Anyone who lives long enough questions. Why do the wicked prosper? Why do the young die? Why does potential wither while evil thrives?
Why do high hopes sometimes smash against rocky reality? Recently, floods in California had a devastating impact on farmworkers. When the levee near Pajaro broke, they were awakened in the middle of the night and told to evacuate immediately.
Subsequent research showed that a more affluent county north of the dam had invested far more money in maintenance than the one south of it, which flooded. Meanwhile, those who picked strawberries as their primary income were afraid to go to shelters because they worried their immigration status might be questioned. In the week after, they wanted desperately to return to their homes, but the community had no potable water, sewage or electricity. If the crop was destroyed, as many feared, they’d lost their jobs and source of income. They must’ve asked, “why?”
The genius of today’s gospel is that Jesus doesn’t try to answer such unanswerable questions. He enters into them. He’d be right there with the farmworkers, bewildered, vulnerable and defenseless. After his arrest, he can’t act as he has before. He’s rendered passive—and from that stance, saves humanity.
Seeing his hopes unravel and his plans destroyed, Jesus plans a last meal. His concern in his final hours isn’t with imminent, brutal suffering but with a last, poignant gesture of friendship. He reaches out to them–and to us–with the nurture of bread, the spirit of wine and the praise of song. During his whole ordeal, there is no word of recrimination, though it would be understandable. He responds to crushing betrayal by pouring out love.

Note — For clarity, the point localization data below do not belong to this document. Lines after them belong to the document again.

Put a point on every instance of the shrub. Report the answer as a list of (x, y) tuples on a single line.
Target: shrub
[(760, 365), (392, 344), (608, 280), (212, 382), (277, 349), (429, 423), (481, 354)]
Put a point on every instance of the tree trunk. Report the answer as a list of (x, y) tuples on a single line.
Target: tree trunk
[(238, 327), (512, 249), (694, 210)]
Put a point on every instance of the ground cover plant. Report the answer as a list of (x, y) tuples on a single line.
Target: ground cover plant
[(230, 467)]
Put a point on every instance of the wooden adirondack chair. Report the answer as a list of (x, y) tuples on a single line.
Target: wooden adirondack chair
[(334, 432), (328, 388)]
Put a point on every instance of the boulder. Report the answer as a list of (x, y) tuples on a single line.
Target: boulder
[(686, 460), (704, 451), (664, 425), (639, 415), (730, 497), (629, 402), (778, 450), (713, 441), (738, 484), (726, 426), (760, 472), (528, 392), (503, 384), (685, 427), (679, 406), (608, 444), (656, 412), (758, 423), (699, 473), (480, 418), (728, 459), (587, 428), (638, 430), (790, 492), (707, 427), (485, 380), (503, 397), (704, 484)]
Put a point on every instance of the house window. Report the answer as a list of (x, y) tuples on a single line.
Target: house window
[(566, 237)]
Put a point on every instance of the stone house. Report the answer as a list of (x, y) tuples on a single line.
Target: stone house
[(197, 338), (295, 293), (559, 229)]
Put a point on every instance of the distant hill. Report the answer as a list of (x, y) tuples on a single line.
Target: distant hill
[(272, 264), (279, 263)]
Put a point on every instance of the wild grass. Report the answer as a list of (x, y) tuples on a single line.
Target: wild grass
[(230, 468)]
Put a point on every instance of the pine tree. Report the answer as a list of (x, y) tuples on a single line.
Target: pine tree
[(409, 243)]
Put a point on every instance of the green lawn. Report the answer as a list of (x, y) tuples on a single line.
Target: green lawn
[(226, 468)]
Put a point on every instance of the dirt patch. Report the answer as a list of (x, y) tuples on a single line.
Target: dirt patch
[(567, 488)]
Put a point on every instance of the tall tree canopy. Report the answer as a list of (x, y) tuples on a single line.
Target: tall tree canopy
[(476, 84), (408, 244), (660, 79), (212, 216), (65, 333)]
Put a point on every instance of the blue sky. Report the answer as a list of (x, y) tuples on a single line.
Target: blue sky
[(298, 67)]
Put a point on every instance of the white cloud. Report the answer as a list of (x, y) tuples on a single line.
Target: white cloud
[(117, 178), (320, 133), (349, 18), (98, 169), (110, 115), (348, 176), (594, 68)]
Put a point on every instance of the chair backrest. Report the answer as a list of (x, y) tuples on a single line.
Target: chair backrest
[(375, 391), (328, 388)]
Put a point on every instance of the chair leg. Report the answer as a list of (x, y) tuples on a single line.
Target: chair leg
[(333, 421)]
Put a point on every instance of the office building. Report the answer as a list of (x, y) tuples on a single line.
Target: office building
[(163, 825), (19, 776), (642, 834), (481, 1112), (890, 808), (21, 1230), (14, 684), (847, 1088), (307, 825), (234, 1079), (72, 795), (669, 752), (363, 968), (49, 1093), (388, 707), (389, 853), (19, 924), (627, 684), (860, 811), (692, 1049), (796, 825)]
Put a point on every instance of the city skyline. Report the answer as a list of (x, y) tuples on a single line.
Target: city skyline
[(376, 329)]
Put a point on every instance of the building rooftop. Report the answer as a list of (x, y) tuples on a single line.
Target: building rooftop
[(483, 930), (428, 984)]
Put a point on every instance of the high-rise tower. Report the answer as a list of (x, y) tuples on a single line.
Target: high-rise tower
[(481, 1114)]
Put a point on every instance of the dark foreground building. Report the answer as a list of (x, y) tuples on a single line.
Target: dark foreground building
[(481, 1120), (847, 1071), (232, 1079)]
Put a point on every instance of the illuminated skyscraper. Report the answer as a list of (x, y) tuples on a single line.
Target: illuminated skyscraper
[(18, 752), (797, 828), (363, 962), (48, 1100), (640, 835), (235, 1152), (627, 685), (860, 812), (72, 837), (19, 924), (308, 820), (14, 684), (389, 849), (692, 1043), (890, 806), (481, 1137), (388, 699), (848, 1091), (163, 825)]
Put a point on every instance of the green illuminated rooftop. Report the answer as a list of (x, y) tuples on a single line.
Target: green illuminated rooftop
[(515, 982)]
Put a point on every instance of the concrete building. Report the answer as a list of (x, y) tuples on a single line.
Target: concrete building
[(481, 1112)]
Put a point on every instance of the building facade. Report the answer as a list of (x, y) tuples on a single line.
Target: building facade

To the logical, it makes no sense. But to the believer, the powerless triumph. Those who seem defeated ultimately win. The questions aren’t answered, but One goes before us who lives through them, endures.
God’s ways are never our ways, we cannot even begin to understand what God does and why. When one has a relationship with God then in the context of that relationship we trust and have faith. God is a teacher and not a dispenser of favors. Often God teaches us by doing things that hurt us. But, not so with God, we learn when we are challenged. Even His only Son was challenged and did not understand the ways of God. Our Blessed Mother gets it correctly, don’t look for an answer, just keep what you don’t understand in your heart, one day they will make sense.